- Elgar original reference
Edited by Francesco Forte, Ram Mudambi and Pietro Maria Navarra
This chapter, with an econometric analysis of 19 OECD countries from 1981 to 2009, shows that fiscal policies generating deficit lead to the disappearance of the fair chances of pursuing welfare in the long run, causing instead a high unemployment rate. The non-conventional conclusion is that a fiscal constitution prescribing to balance the budget is beneficial to the working class. We focus on the long-term relationship between the unemployment ratio (UR), the net lending government ratio to GDP (NLG/GDP), and the tax burden (total receipts on GDP). Our present research is an extension of Fedeli and Forte (2012) who, showing a co-integrating relation between unemployment rate and net lending government ratio to GDP for OECD countries, demonstrated that, in the long run, deficit policies, whether on the expenditure or on the revenue side, are germane to unemployment. The insight of Fedeli and Forte (2012) is that public deficit and unemployment are intertwined in the long run.

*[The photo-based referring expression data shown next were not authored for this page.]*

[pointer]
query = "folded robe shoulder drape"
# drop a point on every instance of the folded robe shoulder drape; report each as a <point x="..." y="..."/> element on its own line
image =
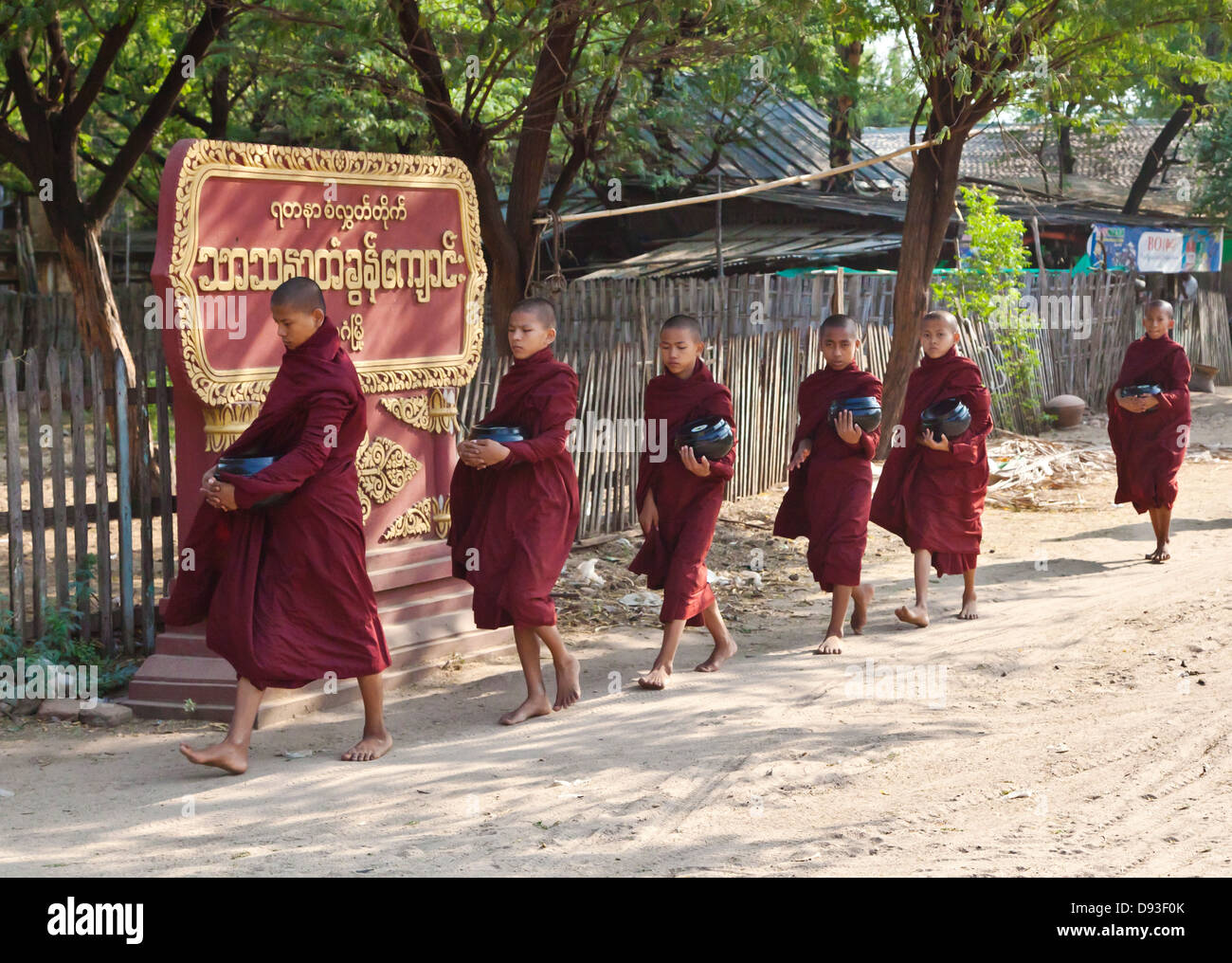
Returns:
<point x="673" y="556"/>
<point x="933" y="499"/>
<point x="1150" y="445"/>
<point x="828" y="497"/>
<point x="284" y="590"/>
<point x="514" y="521"/>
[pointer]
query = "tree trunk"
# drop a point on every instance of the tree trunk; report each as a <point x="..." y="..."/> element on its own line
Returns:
<point x="841" y="118"/>
<point x="1153" y="160"/>
<point x="99" y="323"/>
<point x="929" y="207"/>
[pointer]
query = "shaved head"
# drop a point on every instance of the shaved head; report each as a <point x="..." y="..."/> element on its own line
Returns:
<point x="945" y="318"/>
<point x="845" y="321"/>
<point x="682" y="323"/>
<point x="541" y="309"/>
<point x="299" y="295"/>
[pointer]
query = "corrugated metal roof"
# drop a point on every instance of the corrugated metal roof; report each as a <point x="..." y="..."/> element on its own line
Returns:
<point x="788" y="136"/>
<point x="768" y="246"/>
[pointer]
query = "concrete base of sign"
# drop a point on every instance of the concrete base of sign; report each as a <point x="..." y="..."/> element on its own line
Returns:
<point x="426" y="618"/>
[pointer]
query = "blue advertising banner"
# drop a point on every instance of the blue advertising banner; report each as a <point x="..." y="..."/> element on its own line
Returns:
<point x="1117" y="246"/>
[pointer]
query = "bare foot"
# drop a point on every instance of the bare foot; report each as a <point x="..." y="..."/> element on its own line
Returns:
<point x="226" y="756"/>
<point x="913" y="614"/>
<point x="369" y="748"/>
<point x="529" y="710"/>
<point x="969" y="608"/>
<point x="723" y="651"/>
<point x="861" y="595"/>
<point x="657" y="678"/>
<point x="568" y="683"/>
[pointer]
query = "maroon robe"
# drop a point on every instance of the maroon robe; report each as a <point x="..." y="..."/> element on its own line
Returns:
<point x="829" y="494"/>
<point x="514" y="521"/>
<point x="284" y="589"/>
<point x="673" y="556"/>
<point x="1150" y="445"/>
<point x="934" y="499"/>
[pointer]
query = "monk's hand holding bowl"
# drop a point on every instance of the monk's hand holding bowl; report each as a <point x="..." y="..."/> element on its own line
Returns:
<point x="802" y="451"/>
<point x="491" y="452"/>
<point x="469" y="455"/>
<point x="846" y="427"/>
<point x="222" y="495"/>
<point x="700" y="468"/>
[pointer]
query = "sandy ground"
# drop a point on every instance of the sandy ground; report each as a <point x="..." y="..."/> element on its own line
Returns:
<point x="1080" y="729"/>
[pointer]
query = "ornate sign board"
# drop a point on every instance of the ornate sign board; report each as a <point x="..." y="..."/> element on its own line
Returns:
<point x="393" y="243"/>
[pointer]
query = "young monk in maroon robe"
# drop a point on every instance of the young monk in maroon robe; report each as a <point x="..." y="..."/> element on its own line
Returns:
<point x="679" y="498"/>
<point x="284" y="589"/>
<point x="1150" y="433"/>
<point x="516" y="507"/>
<point x="829" y="478"/>
<point x="932" y="493"/>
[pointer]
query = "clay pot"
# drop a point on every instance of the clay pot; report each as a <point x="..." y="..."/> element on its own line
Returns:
<point x="1203" y="379"/>
<point x="1067" y="408"/>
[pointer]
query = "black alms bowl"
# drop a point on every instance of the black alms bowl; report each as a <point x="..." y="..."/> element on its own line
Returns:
<point x="949" y="418"/>
<point x="710" y="437"/>
<point x="250" y="465"/>
<point x="501" y="433"/>
<point x="865" y="411"/>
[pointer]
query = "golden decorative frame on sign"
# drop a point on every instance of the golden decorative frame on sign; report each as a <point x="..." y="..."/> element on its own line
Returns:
<point x="436" y="412"/>
<point x="260" y="161"/>
<point x="420" y="518"/>
<point x="385" y="468"/>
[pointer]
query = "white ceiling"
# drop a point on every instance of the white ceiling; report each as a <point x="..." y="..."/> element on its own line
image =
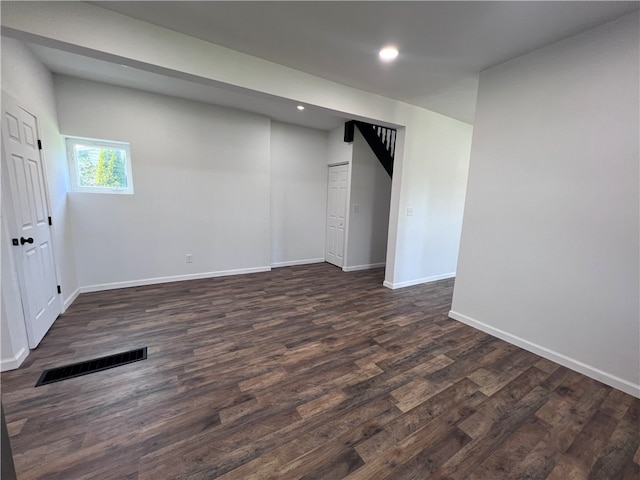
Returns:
<point x="443" y="45"/>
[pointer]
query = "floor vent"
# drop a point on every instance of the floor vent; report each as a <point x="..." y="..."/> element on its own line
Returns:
<point x="53" y="375"/>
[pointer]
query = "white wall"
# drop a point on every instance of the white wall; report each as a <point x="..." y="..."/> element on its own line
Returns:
<point x="29" y="82"/>
<point x="430" y="168"/>
<point x="338" y="151"/>
<point x="549" y="252"/>
<point x="431" y="181"/>
<point x="298" y="194"/>
<point x="370" y="194"/>
<point x="201" y="180"/>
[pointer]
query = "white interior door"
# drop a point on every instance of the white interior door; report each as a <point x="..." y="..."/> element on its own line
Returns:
<point x="336" y="214"/>
<point x="25" y="204"/>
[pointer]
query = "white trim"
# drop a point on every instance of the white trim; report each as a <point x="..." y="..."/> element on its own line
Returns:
<point x="12" y="363"/>
<point x="572" y="363"/>
<point x="418" y="281"/>
<point x="70" y="299"/>
<point x="355" y="268"/>
<point x="175" y="278"/>
<point x="297" y="262"/>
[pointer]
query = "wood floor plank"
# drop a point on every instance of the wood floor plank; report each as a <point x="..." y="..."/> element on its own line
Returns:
<point x="306" y="373"/>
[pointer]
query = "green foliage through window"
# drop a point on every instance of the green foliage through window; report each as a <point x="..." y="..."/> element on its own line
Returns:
<point x="99" y="165"/>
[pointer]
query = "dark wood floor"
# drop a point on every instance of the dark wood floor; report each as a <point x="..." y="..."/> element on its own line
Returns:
<point x="306" y="372"/>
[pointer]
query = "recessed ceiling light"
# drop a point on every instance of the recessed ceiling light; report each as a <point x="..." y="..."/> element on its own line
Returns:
<point x="388" y="54"/>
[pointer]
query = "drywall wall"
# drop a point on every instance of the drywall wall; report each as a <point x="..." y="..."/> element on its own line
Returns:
<point x="339" y="151"/>
<point x="29" y="83"/>
<point x="421" y="248"/>
<point x="428" y="198"/>
<point x="298" y="194"/>
<point x="549" y="252"/>
<point x="370" y="194"/>
<point x="201" y="180"/>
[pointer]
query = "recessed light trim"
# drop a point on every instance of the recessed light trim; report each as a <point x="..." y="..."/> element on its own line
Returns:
<point x="388" y="53"/>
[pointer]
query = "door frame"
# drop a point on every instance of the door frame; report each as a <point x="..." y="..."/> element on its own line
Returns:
<point x="9" y="221"/>
<point x="347" y="211"/>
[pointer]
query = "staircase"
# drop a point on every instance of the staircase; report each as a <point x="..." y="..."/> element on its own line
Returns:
<point x="381" y="140"/>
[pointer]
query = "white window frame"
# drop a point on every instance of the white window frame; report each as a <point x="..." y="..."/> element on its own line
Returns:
<point x="73" y="165"/>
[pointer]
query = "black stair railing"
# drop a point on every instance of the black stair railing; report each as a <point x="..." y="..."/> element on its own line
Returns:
<point x="381" y="140"/>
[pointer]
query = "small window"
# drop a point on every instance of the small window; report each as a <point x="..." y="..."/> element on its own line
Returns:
<point x="99" y="166"/>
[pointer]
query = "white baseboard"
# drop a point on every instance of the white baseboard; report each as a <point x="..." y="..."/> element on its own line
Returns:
<point x="572" y="363"/>
<point x="175" y="278"/>
<point x="369" y="266"/>
<point x="297" y="262"/>
<point x="14" y="362"/>
<point x="418" y="281"/>
<point x="69" y="300"/>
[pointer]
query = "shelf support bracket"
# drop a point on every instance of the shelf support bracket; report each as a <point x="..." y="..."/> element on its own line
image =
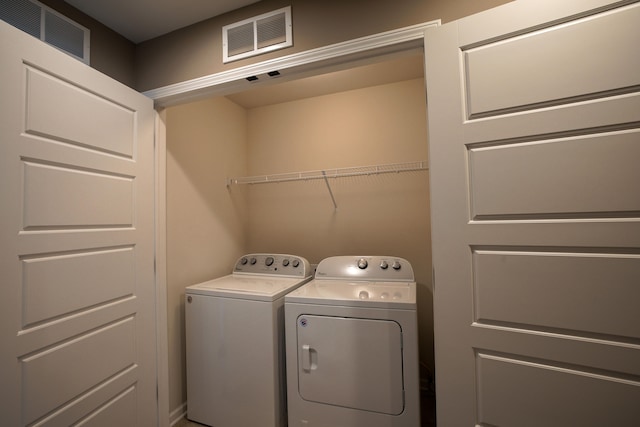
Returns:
<point x="326" y="181"/>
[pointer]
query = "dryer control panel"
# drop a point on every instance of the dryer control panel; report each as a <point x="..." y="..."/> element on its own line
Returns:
<point x="366" y="268"/>
<point x="274" y="264"/>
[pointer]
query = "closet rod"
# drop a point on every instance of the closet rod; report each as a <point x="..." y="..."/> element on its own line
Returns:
<point x="330" y="173"/>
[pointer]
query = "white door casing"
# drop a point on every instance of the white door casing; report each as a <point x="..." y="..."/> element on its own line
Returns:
<point x="534" y="131"/>
<point x="77" y="291"/>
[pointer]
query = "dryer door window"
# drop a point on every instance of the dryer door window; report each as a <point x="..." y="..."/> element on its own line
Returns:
<point x="350" y="362"/>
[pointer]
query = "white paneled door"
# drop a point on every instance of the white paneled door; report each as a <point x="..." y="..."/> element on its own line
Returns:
<point x="534" y="116"/>
<point x="77" y="293"/>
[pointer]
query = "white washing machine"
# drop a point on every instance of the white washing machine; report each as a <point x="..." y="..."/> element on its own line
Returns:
<point x="235" y="342"/>
<point x="352" y="345"/>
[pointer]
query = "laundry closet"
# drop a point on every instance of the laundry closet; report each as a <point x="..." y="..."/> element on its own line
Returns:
<point x="366" y="116"/>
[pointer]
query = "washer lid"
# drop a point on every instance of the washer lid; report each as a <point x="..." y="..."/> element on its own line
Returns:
<point x="260" y="288"/>
<point x="356" y="294"/>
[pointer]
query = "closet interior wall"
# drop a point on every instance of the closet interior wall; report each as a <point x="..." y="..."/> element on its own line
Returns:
<point x="210" y="224"/>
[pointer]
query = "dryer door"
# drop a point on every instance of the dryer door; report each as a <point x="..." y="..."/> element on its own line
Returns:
<point x="350" y="362"/>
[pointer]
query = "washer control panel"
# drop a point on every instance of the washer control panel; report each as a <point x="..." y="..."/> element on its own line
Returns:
<point x="274" y="264"/>
<point x="368" y="268"/>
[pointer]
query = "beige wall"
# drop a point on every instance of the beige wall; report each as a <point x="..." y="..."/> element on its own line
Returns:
<point x="209" y="226"/>
<point x="376" y="215"/>
<point x="206" y="224"/>
<point x="196" y="51"/>
<point x="111" y="53"/>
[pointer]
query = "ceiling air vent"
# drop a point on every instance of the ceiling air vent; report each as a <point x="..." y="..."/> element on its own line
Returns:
<point x="260" y="34"/>
<point x="48" y="25"/>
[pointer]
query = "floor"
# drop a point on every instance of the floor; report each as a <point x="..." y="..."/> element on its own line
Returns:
<point x="428" y="414"/>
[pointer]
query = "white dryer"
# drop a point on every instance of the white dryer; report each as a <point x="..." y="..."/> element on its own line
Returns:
<point x="235" y="342"/>
<point x="352" y="345"/>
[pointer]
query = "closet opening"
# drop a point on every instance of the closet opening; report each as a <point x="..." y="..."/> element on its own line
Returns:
<point x="369" y="112"/>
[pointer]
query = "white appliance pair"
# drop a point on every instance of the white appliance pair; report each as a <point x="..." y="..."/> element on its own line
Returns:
<point x="351" y="344"/>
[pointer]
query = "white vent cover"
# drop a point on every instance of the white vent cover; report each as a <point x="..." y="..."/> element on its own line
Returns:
<point x="260" y="34"/>
<point x="48" y="25"/>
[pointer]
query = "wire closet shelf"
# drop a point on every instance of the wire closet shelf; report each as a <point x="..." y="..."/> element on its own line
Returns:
<point x="330" y="173"/>
<point x="325" y="174"/>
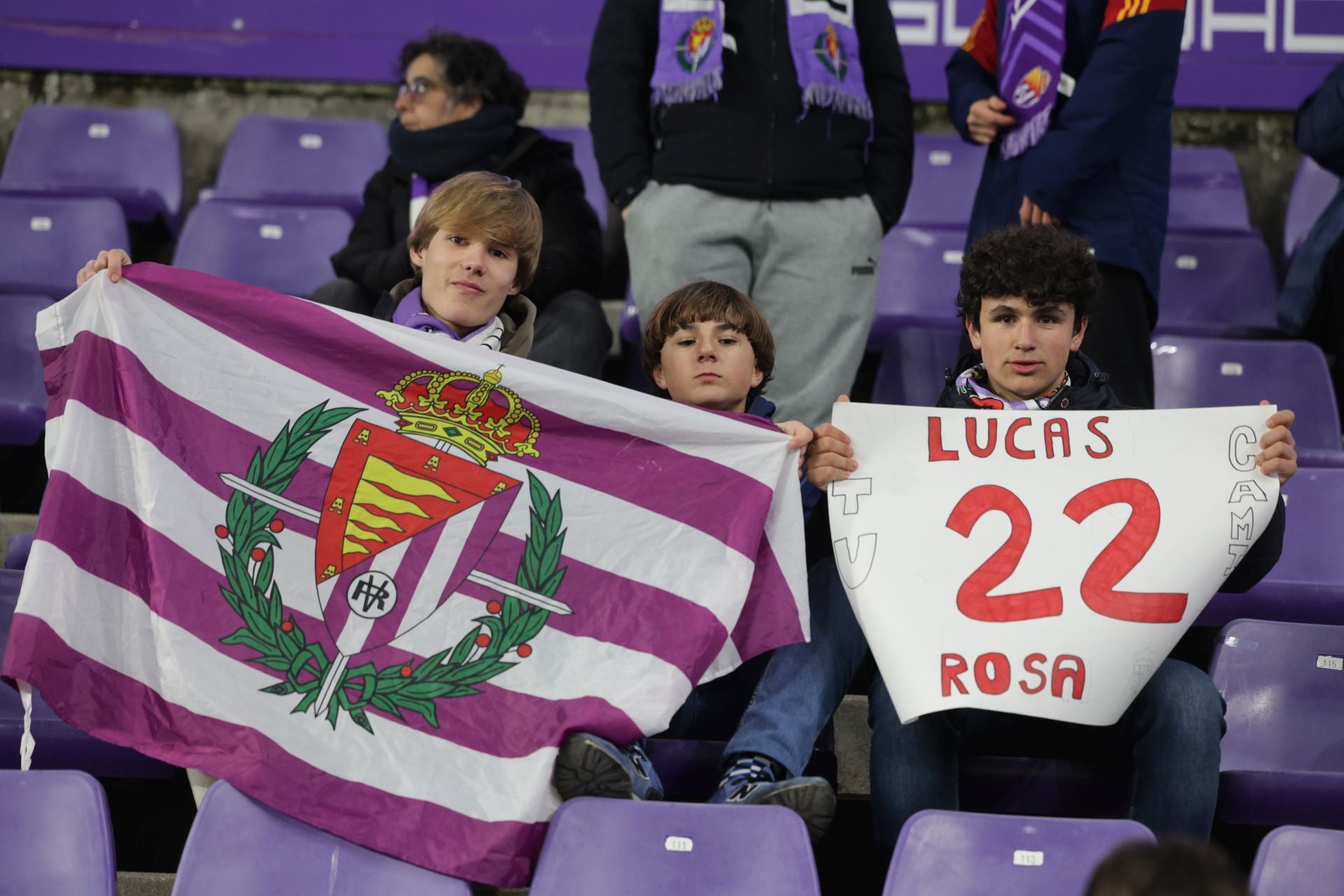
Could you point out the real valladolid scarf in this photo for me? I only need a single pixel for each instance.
(1030, 58)
(822, 36)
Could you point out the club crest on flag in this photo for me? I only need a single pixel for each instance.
(402, 526)
(695, 43)
(831, 52)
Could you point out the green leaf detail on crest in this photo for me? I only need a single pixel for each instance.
(398, 688)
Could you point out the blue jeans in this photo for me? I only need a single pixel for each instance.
(1170, 738)
(804, 682)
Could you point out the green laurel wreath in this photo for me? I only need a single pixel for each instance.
(281, 644)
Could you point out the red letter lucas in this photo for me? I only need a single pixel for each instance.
(1012, 447)
(936, 450)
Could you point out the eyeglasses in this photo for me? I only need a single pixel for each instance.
(417, 89)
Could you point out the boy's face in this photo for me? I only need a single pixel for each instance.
(465, 280)
(708, 365)
(1025, 348)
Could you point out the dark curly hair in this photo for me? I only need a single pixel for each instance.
(473, 69)
(1038, 264)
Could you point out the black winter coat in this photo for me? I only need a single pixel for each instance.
(750, 143)
(571, 248)
(1088, 390)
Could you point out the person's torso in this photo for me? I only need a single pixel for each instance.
(755, 140)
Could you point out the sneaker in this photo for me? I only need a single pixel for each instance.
(592, 766)
(753, 780)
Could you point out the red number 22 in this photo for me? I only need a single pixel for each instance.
(1098, 584)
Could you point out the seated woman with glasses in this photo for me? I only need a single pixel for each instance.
(457, 111)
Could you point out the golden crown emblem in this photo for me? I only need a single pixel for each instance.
(470, 413)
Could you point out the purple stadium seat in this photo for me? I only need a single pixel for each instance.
(1313, 187)
(671, 849)
(1217, 285)
(1307, 584)
(55, 834)
(629, 321)
(17, 551)
(946, 171)
(48, 239)
(58, 746)
(918, 277)
(587, 162)
(302, 162)
(913, 365)
(690, 769)
(130, 155)
(23, 398)
(1206, 192)
(237, 846)
(960, 853)
(1292, 862)
(1282, 757)
(1215, 372)
(283, 248)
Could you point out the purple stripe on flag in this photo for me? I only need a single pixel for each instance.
(605, 460)
(186, 592)
(111, 381)
(620, 612)
(774, 618)
(120, 710)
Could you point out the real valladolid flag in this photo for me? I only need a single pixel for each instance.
(371, 577)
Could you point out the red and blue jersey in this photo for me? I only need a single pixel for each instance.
(1104, 167)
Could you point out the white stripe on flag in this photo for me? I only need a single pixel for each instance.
(182, 511)
(191, 673)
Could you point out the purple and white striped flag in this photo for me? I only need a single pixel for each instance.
(372, 577)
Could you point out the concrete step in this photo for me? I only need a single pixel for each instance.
(141, 883)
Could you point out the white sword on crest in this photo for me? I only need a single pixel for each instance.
(336, 671)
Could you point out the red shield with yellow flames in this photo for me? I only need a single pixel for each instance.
(402, 526)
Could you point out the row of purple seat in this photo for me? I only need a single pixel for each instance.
(55, 836)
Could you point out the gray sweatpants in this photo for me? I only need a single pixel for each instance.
(811, 265)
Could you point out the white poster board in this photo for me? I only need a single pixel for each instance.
(1041, 564)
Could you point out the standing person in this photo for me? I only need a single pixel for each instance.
(1312, 301)
(457, 111)
(1074, 101)
(765, 144)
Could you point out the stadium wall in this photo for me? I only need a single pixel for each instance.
(206, 111)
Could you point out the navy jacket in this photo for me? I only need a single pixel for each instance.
(752, 143)
(1319, 132)
(1104, 167)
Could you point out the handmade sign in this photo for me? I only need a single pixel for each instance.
(1041, 564)
(374, 577)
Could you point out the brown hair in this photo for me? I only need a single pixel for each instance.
(708, 301)
(1172, 867)
(484, 206)
(1040, 264)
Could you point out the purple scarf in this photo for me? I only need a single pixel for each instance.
(1030, 58)
(822, 38)
(410, 312)
(974, 386)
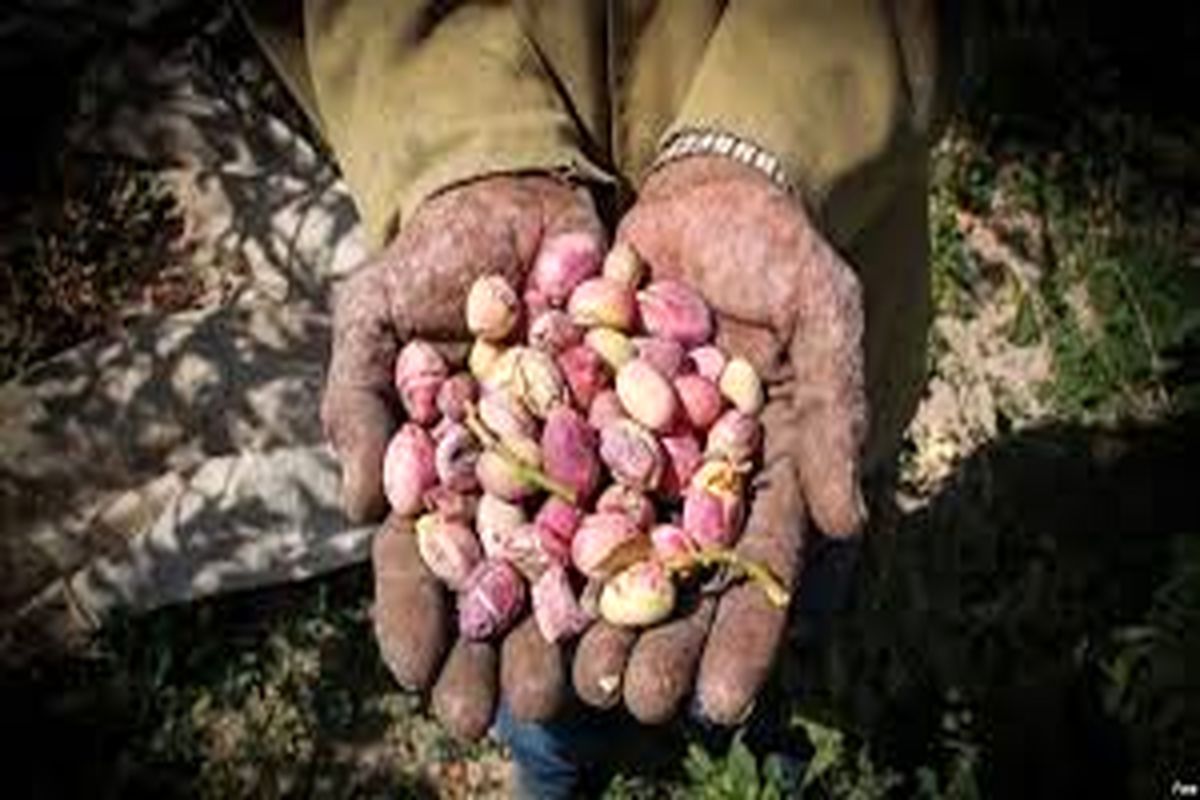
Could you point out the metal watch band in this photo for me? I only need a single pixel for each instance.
(700, 142)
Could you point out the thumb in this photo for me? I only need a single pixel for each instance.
(828, 398)
(358, 411)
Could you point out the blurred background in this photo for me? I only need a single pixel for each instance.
(1032, 625)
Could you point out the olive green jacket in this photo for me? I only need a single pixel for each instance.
(414, 96)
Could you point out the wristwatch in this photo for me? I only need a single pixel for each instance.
(705, 142)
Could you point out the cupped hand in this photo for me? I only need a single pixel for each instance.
(417, 287)
(785, 300)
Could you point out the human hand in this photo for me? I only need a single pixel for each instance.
(784, 299)
(418, 287)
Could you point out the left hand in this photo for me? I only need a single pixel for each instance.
(785, 300)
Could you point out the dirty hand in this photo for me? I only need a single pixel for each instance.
(787, 301)
(418, 287)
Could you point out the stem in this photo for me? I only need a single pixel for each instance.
(525, 470)
(756, 572)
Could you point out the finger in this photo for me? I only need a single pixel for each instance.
(409, 609)
(748, 629)
(599, 665)
(466, 693)
(829, 400)
(663, 666)
(533, 677)
(357, 410)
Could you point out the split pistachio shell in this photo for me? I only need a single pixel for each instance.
(492, 307)
(538, 382)
(606, 542)
(633, 455)
(676, 311)
(491, 600)
(409, 469)
(448, 547)
(603, 302)
(612, 346)
(483, 359)
(420, 371)
(623, 265)
(639, 596)
(646, 395)
(742, 386)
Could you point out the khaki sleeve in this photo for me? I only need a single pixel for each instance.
(820, 84)
(415, 96)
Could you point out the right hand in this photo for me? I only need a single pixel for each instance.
(418, 287)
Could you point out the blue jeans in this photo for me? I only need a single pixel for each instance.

In the present chapter we further investigate this same theme focusing on additional questions on whether high tax burdens are favorable or unfavorable to employment and on the short-term determinants of UR. Adding to the theme, the role of the level of taxation is not a mere intellectual exercise, given that, as shown in the present chapter, the result is that high taxes added to deficit spending aggravate unemployment: a dramatic conclusion follows with respect to the structure and role of the welfare state in the advanced economies.